Geschichte des Gestüts Lipica und der Lipizzaner
2. Februar 2021
Der Ursprung von Lipica ist eng mit dem Habsburger Adel verbunden. Pferde waren zu der damaligen Zeit ein strategisches Gut, das galt besonders für Spanische Pferde. Da im Karstgebirge ein ähnliches Klima herrscht wie in Spanien, wurde im 16. Jahrhundert die Sommerresidenz des Erzherzogs Karl zum Hofgestüt umfunktioniert.
Auf- und Ausbau der Pferdezucht
Die Grundlage der Zucht stellten 24 Zuchtstuten und 6 Deckhengste. Im 18. Jahrhundert wurden mehrere neue Gebäude gebaut und die Zucht wuchs weiter an. Im Jahr 1729 begann in Wien der Bau der Hofreitschule für Hofzeremonielle. Bereits bei ihrer Eröffnung im Jahr 1735 wurden 54 Lipizzanerhengste präsentiert.

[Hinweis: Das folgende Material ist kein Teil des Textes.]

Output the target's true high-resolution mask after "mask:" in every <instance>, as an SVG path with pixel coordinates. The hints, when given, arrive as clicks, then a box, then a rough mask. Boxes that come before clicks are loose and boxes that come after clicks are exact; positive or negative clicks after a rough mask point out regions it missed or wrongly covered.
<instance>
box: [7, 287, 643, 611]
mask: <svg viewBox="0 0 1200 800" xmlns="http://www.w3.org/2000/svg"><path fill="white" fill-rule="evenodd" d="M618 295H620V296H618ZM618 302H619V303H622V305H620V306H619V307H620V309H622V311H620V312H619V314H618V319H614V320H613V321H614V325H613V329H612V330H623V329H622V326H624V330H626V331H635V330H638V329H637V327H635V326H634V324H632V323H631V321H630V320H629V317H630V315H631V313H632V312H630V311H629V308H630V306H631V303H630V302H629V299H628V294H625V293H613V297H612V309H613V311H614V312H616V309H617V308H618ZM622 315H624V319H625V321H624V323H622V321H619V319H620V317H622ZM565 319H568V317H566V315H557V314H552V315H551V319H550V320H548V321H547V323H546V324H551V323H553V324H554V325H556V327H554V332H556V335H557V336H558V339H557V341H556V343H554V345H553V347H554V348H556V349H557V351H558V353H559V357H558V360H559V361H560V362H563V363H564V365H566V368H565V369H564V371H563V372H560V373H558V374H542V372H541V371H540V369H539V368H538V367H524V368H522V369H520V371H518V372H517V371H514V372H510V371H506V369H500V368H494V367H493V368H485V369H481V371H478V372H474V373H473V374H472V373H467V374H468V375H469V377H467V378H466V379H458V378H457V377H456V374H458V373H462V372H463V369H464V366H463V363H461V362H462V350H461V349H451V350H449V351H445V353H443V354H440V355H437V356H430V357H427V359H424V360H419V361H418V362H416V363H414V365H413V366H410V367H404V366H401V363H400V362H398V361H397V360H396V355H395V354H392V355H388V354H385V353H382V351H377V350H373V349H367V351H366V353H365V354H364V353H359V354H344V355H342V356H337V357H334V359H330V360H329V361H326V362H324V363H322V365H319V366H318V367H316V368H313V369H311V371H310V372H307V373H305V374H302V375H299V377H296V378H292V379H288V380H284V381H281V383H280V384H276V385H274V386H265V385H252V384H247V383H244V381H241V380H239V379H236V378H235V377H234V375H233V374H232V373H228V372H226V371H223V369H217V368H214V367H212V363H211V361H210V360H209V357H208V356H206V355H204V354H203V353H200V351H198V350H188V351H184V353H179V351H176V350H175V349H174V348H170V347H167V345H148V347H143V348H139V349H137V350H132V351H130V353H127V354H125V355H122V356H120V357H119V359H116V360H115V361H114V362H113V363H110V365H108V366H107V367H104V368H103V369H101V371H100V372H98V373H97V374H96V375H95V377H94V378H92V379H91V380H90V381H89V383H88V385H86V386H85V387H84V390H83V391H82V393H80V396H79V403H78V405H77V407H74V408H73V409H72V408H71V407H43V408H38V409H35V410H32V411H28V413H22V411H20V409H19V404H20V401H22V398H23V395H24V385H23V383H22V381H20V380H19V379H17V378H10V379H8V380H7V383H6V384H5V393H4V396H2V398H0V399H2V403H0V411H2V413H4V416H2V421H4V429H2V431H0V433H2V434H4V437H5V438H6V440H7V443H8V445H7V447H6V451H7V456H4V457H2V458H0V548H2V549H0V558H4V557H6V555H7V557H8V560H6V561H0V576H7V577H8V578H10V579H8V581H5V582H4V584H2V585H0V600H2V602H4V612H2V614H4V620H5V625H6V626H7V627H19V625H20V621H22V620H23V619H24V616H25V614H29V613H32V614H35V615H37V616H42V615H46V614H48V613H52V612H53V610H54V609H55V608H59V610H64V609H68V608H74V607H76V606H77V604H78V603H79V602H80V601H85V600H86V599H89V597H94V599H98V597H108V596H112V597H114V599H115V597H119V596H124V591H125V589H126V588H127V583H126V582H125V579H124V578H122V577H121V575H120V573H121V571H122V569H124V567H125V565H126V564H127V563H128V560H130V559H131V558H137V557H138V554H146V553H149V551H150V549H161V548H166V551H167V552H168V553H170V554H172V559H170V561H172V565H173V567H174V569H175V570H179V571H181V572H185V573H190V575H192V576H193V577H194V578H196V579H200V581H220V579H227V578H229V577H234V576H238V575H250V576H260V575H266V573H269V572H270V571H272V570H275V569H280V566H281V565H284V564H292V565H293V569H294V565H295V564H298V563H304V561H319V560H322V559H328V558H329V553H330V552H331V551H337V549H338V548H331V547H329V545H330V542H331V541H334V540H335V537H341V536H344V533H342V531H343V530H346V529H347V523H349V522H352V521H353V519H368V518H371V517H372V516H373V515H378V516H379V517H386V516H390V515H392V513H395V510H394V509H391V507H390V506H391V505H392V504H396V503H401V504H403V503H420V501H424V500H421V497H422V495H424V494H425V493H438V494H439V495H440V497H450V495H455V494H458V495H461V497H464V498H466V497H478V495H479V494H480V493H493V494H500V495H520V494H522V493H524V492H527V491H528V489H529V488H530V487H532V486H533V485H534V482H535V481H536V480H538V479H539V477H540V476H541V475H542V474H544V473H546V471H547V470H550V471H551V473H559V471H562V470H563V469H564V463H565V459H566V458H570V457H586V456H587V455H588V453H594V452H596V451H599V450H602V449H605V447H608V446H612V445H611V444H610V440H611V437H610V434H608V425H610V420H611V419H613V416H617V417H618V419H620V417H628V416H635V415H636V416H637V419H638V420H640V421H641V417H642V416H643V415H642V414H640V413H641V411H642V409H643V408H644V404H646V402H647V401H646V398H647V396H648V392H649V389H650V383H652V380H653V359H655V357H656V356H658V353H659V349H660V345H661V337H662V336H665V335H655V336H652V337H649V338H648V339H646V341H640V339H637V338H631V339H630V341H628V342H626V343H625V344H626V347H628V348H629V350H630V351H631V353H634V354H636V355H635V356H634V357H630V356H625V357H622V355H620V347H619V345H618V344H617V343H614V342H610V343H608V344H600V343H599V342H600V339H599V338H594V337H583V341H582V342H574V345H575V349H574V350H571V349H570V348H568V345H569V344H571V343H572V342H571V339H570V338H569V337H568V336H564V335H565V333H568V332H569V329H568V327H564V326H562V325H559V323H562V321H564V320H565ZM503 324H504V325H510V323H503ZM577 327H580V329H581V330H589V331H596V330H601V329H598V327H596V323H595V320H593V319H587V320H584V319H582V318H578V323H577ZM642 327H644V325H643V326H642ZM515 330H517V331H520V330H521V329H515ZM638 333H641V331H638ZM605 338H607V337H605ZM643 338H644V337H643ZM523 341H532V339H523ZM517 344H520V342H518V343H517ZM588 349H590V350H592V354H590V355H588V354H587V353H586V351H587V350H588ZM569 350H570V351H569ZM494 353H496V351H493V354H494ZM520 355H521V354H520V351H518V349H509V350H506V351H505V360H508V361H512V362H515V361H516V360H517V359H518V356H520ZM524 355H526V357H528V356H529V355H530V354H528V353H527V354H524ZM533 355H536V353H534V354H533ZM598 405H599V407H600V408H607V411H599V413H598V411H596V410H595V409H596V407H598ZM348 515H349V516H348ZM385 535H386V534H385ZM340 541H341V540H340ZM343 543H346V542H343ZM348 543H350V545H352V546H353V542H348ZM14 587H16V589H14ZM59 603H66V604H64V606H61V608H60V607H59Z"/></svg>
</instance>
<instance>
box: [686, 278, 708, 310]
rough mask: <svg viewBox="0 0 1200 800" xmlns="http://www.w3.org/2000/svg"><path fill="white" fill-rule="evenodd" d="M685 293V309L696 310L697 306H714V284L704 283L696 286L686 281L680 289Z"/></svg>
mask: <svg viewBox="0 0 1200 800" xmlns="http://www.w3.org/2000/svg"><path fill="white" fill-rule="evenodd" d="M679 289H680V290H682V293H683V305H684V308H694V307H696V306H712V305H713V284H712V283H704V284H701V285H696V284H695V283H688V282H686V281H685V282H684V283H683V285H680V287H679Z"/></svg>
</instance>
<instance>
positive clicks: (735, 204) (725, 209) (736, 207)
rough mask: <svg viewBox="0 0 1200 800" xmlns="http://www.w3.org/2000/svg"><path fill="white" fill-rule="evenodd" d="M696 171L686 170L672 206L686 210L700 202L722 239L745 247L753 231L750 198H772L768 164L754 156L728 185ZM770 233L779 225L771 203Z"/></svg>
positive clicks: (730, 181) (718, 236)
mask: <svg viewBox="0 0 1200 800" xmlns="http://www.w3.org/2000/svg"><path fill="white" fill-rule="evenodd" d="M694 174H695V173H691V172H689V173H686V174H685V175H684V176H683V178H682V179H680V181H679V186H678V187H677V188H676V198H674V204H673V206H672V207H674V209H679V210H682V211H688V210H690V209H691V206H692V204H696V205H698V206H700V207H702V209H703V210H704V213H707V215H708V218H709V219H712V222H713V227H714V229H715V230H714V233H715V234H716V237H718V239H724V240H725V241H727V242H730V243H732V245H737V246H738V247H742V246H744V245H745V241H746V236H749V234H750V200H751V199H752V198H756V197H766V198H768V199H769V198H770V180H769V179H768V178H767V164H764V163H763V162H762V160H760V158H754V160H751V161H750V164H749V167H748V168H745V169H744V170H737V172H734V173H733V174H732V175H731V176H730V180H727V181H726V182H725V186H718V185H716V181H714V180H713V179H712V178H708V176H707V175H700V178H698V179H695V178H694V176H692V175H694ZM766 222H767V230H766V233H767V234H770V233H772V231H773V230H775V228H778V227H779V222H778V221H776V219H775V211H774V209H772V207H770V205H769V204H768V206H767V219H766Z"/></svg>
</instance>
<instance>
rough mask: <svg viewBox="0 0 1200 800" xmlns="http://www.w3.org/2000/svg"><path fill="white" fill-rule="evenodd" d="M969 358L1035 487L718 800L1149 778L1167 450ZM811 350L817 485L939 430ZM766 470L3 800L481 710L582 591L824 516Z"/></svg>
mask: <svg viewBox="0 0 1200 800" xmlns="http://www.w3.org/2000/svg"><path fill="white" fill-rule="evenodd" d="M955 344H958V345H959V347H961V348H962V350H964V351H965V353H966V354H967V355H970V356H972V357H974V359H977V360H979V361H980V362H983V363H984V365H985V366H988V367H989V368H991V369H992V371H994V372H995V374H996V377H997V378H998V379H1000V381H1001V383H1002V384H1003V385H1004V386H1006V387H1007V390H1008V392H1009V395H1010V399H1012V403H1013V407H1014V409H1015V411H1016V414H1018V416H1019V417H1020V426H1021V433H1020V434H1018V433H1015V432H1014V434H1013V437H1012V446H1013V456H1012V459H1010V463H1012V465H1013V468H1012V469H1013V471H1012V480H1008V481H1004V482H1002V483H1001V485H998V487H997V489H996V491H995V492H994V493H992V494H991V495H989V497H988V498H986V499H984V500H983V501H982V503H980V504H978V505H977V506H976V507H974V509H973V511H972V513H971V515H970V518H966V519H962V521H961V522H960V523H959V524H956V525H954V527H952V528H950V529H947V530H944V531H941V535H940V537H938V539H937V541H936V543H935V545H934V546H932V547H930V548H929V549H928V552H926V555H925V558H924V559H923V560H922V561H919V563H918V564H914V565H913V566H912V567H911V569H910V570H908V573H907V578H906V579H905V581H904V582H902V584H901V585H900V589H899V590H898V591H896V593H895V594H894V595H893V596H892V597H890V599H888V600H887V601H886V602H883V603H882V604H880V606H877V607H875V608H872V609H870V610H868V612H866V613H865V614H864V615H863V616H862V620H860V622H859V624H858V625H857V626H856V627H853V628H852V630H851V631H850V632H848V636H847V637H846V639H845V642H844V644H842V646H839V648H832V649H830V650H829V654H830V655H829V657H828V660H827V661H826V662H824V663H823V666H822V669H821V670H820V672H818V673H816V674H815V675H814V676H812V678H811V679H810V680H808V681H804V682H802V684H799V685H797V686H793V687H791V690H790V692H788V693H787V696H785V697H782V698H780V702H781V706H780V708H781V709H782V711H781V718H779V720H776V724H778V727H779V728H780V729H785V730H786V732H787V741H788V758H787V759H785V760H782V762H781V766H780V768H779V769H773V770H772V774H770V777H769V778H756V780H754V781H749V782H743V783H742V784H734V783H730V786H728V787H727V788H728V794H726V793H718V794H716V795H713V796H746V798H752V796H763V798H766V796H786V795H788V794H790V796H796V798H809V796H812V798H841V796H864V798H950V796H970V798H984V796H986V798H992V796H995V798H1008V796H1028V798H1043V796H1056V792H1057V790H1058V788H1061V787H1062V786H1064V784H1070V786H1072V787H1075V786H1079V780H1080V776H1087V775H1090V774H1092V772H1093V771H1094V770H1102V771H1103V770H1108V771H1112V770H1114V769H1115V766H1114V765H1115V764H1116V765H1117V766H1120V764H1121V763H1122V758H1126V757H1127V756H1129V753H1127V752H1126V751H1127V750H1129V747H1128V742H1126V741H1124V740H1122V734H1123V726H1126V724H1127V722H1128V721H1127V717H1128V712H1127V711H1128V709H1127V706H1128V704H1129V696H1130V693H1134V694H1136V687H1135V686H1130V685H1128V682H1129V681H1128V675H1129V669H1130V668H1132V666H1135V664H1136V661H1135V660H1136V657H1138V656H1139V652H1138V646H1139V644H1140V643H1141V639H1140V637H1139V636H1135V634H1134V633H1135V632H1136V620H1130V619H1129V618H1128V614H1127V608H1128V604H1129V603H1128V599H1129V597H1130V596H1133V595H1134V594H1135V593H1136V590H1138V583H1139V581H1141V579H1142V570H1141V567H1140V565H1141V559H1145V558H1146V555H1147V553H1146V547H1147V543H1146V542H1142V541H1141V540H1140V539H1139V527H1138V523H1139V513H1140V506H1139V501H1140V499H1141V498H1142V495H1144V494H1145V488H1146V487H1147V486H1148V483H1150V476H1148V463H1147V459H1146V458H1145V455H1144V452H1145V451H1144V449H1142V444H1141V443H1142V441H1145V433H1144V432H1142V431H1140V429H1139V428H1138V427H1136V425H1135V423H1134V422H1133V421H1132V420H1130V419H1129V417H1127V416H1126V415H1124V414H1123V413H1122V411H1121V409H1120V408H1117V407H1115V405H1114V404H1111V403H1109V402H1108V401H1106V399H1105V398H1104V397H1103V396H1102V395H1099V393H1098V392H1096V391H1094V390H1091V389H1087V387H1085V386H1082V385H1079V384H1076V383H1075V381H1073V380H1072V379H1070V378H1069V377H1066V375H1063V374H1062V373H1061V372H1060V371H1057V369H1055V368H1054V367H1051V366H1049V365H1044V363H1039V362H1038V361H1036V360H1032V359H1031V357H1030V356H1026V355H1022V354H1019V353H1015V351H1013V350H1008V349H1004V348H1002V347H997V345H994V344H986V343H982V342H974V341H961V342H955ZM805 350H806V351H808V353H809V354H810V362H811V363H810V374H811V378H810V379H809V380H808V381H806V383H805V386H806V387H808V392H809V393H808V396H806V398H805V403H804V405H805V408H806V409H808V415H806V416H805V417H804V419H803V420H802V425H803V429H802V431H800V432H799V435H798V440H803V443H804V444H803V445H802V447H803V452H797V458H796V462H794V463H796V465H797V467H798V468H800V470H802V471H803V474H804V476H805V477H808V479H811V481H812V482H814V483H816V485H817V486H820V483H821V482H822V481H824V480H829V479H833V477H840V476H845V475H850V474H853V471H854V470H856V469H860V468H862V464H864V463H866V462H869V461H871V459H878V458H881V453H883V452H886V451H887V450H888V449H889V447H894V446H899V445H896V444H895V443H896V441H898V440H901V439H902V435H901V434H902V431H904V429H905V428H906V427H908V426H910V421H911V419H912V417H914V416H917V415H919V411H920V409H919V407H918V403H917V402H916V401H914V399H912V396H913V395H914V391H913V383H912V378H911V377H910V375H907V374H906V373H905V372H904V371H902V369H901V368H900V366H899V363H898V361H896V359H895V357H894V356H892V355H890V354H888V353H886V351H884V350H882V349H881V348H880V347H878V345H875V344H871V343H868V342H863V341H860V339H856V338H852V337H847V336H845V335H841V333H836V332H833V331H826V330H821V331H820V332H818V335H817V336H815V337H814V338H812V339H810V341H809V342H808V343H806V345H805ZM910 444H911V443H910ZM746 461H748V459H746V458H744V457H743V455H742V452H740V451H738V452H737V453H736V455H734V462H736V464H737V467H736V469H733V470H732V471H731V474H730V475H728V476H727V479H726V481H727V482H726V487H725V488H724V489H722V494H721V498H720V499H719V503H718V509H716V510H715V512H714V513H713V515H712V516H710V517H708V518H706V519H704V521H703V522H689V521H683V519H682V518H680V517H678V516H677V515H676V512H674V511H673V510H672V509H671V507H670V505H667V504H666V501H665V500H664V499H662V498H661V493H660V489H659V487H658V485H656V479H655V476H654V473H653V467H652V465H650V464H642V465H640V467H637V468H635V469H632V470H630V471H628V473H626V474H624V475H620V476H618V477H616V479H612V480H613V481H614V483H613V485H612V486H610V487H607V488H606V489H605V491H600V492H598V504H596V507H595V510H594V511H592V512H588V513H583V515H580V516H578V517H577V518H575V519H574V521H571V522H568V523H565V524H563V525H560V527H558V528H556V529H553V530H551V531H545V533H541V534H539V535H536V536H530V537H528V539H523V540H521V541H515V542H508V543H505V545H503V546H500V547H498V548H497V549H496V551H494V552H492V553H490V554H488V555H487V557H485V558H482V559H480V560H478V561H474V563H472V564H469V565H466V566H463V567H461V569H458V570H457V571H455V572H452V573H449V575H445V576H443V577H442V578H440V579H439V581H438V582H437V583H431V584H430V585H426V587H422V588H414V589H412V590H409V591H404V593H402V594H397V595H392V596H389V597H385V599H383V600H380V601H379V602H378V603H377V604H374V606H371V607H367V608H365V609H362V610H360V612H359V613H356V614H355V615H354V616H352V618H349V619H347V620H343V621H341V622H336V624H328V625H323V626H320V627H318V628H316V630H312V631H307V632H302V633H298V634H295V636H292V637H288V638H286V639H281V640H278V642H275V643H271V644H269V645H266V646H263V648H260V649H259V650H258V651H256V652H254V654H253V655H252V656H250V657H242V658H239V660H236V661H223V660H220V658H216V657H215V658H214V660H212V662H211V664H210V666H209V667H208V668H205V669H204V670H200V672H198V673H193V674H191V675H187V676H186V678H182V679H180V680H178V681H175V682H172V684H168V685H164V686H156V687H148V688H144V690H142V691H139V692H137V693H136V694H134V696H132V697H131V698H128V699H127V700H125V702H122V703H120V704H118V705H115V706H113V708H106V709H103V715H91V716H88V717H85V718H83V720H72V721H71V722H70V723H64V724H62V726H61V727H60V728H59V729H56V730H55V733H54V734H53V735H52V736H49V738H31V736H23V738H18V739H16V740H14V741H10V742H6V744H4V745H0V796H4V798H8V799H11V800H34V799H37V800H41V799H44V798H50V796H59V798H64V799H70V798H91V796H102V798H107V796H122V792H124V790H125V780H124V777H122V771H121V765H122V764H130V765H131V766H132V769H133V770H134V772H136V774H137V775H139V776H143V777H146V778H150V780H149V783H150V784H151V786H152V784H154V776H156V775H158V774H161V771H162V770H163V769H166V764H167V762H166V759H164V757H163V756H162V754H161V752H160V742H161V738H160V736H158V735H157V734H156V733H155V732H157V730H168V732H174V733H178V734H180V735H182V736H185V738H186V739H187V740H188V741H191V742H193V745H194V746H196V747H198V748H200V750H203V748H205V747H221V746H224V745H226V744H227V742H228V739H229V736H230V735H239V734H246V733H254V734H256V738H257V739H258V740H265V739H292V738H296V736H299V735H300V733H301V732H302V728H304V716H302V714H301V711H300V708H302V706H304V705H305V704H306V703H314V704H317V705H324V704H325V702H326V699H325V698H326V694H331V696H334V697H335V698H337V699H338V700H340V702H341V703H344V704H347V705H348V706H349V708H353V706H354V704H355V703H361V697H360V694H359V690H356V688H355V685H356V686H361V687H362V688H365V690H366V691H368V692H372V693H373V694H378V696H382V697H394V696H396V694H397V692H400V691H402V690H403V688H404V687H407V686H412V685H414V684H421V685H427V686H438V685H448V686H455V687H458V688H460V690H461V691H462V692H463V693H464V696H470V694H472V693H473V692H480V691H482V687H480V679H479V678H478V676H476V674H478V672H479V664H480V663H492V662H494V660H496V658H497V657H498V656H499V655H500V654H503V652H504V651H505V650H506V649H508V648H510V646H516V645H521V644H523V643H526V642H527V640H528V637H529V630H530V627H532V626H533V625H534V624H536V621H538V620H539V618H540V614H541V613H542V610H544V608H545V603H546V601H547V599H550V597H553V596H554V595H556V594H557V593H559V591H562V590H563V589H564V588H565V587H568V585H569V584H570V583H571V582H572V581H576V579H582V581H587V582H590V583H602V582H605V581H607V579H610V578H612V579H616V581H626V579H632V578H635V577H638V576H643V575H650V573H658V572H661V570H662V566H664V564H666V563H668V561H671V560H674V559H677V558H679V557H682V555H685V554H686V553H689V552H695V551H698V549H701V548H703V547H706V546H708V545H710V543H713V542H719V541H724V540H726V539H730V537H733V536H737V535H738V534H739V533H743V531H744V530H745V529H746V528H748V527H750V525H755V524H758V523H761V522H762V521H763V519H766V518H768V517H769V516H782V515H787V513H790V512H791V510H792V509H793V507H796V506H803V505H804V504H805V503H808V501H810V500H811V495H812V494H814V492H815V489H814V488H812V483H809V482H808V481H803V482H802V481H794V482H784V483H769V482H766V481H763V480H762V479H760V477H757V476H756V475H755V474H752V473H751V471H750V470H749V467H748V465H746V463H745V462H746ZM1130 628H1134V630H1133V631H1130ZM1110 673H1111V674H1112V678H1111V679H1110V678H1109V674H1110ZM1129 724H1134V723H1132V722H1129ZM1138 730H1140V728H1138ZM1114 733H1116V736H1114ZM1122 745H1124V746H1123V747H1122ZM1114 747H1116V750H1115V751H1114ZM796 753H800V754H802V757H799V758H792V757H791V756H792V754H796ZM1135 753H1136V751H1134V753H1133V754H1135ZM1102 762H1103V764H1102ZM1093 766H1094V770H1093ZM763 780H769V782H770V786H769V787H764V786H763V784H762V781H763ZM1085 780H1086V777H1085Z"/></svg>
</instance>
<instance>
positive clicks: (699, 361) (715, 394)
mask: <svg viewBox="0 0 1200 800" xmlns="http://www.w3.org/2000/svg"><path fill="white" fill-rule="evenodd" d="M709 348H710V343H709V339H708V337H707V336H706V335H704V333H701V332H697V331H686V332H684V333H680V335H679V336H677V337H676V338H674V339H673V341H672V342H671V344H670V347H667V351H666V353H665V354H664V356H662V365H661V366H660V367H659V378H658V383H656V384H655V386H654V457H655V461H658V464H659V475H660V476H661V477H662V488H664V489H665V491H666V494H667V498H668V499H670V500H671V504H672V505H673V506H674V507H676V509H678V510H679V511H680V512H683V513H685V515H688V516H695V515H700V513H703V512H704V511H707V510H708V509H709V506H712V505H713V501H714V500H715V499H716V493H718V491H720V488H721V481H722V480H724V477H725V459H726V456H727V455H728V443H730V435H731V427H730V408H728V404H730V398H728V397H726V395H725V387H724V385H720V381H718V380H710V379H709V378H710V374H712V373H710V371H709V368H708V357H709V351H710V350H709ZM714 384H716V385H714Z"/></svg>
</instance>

Zur Zeit der Kaiserin Maria Theresia entwickelten sich die Lipizzaner, wie wir sie heute kennen. Von über 20 Zuchthengsten aus dem 18. Jahrhundert haben sich bis heute die vier folgenden Hengstlinien erhalten: Pluto (1765), Conversano (1767), Favory (1779), Neapolitano (1790). Im Jahr 1816 wurde ein Araber Hengst eingesetzt. Er wurde Stammhalter der fünften Lipizzaner-Hengstlinie Siglavy (1810). Mit dem Hengst Maestoso Buda (1821), der von dem Kladruberhengst Maestoso X abstammte, begann die sechste klassische Linie.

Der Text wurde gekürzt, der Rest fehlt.